Prominent Twin Cities attorney Michael Padden disbarred over harm to clients

The Minnesota Supreme Court ruled that acts of misconduct were not isolated or owing to a lapse in judgment.

The Minnesota Star Tribune
August 14, 2024 at 10:18PM
Attorney Michael Padden, left, patted his client Dan Rassier at a press conference at the Marriott Northwest Hotel in Brooklyn Park on Nov. 22, 2016.
Attorney Michael Padden, left, patted his client Dan Rassier at a 2016 press conference in Brooklyn Park. (Star Tribune/The Minnesota Star Tribune)

Michael Padden, a prominent Twin Cities attorney for several clients who alleged police misconduct, was disbarred Wednesday by the Minnesota Supreme Court for misappropriating client funds, failing to return unearned fees, failing to appear at hearings involving client matters and violating rules of professional conduct.

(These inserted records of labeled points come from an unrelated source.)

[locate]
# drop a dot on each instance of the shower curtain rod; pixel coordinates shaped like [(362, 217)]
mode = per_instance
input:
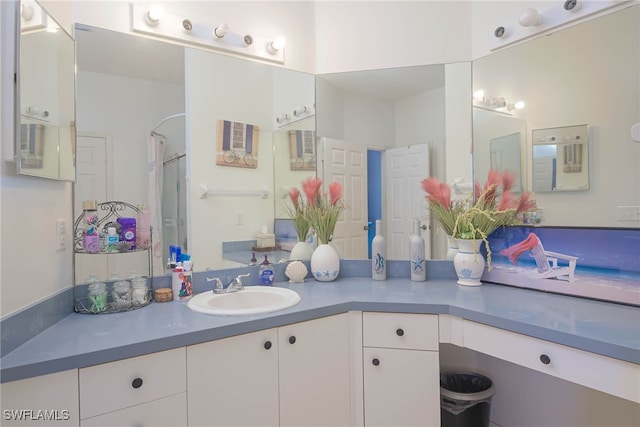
[(173, 116)]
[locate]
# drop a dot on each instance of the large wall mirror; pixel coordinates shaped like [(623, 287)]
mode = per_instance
[(45, 96), (586, 74)]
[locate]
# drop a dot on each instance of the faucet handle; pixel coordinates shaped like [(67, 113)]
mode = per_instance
[(238, 279), (217, 287)]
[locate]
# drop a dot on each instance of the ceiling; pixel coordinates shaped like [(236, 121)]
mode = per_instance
[(139, 57)]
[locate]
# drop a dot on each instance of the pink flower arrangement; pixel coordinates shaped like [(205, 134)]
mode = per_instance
[(479, 218), (317, 210)]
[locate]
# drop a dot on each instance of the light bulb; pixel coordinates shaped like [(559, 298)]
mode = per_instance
[(530, 18), (299, 111), (153, 15), (220, 31), (283, 118)]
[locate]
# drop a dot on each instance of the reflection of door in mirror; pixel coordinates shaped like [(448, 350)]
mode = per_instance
[(45, 141), (385, 109), (561, 85), (499, 143), (560, 159)]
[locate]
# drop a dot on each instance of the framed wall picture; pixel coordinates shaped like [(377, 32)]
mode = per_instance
[(237, 144)]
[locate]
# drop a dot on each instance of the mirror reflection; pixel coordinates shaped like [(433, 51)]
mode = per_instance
[(395, 118), (45, 145), (560, 159), (592, 80)]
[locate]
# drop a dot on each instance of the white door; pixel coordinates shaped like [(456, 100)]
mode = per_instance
[(91, 184), (405, 168), (346, 163)]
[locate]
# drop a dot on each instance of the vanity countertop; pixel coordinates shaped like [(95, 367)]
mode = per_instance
[(81, 340)]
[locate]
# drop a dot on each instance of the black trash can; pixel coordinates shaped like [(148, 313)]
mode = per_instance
[(465, 399)]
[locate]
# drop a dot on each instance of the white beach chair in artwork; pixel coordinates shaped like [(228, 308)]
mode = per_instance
[(547, 264)]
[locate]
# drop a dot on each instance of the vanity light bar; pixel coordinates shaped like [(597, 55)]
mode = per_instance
[(216, 36)]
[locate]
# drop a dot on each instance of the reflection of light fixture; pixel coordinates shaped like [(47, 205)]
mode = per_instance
[(530, 18), (153, 15), (220, 31), (571, 5), (26, 11), (299, 111), (247, 40), (478, 95), (274, 46)]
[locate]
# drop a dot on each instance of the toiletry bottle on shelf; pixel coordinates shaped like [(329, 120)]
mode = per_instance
[(378, 254), (416, 253), (266, 272), (91, 239)]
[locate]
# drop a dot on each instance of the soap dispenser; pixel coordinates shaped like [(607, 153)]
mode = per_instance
[(266, 272), (416, 252)]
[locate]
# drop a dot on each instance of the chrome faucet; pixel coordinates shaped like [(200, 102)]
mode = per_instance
[(233, 286)]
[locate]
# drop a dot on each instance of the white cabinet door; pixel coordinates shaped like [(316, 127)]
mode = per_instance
[(314, 369), (401, 387), (50, 400), (169, 411), (234, 381), (124, 383)]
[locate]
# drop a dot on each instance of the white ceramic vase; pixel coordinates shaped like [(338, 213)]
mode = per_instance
[(452, 249), (301, 251), (325, 263), (469, 262)]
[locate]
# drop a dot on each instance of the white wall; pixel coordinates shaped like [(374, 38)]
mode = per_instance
[(128, 123), (322, 37)]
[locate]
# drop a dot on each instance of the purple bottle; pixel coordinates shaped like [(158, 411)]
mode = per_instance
[(128, 231)]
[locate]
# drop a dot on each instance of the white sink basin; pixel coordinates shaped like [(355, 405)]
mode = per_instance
[(249, 300)]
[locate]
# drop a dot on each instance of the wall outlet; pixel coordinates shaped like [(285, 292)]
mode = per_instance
[(61, 234), (628, 213)]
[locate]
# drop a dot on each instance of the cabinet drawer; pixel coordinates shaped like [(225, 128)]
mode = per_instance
[(394, 330), (606, 374), (168, 411), (124, 383)]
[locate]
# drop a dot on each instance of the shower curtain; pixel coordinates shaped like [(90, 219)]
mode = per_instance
[(155, 155)]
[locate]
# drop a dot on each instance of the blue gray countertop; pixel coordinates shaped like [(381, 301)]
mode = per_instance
[(81, 340)]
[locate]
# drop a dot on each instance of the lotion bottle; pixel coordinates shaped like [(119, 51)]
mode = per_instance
[(378, 254), (416, 252), (266, 273)]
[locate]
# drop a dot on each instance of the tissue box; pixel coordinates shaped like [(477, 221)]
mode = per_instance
[(265, 240)]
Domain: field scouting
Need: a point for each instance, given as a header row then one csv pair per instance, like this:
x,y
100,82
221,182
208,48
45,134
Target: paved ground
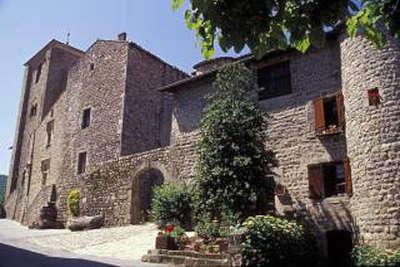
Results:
x,y
120,246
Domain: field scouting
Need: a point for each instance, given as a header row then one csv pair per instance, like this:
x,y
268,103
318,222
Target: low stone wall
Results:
x,y
109,188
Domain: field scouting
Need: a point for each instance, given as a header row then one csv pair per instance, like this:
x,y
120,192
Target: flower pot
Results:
x,y
166,242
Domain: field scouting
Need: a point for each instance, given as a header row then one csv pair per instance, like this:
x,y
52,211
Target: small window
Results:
x,y
38,73
374,98
329,114
45,168
329,179
49,130
274,81
33,110
82,162
86,117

Padden harmed seven clients, the high court said, citing the findings from the Minnesota Office of Lawyers Professional Responsibility and a subsequent recommendation from a court-appointed referee to have Padden disbarred.

“Most egregiously,” the high court said, Padden misappropriated $25,000 from a client who was undocumented. He also failed to return the unearned fees he retained in connection with two other clients.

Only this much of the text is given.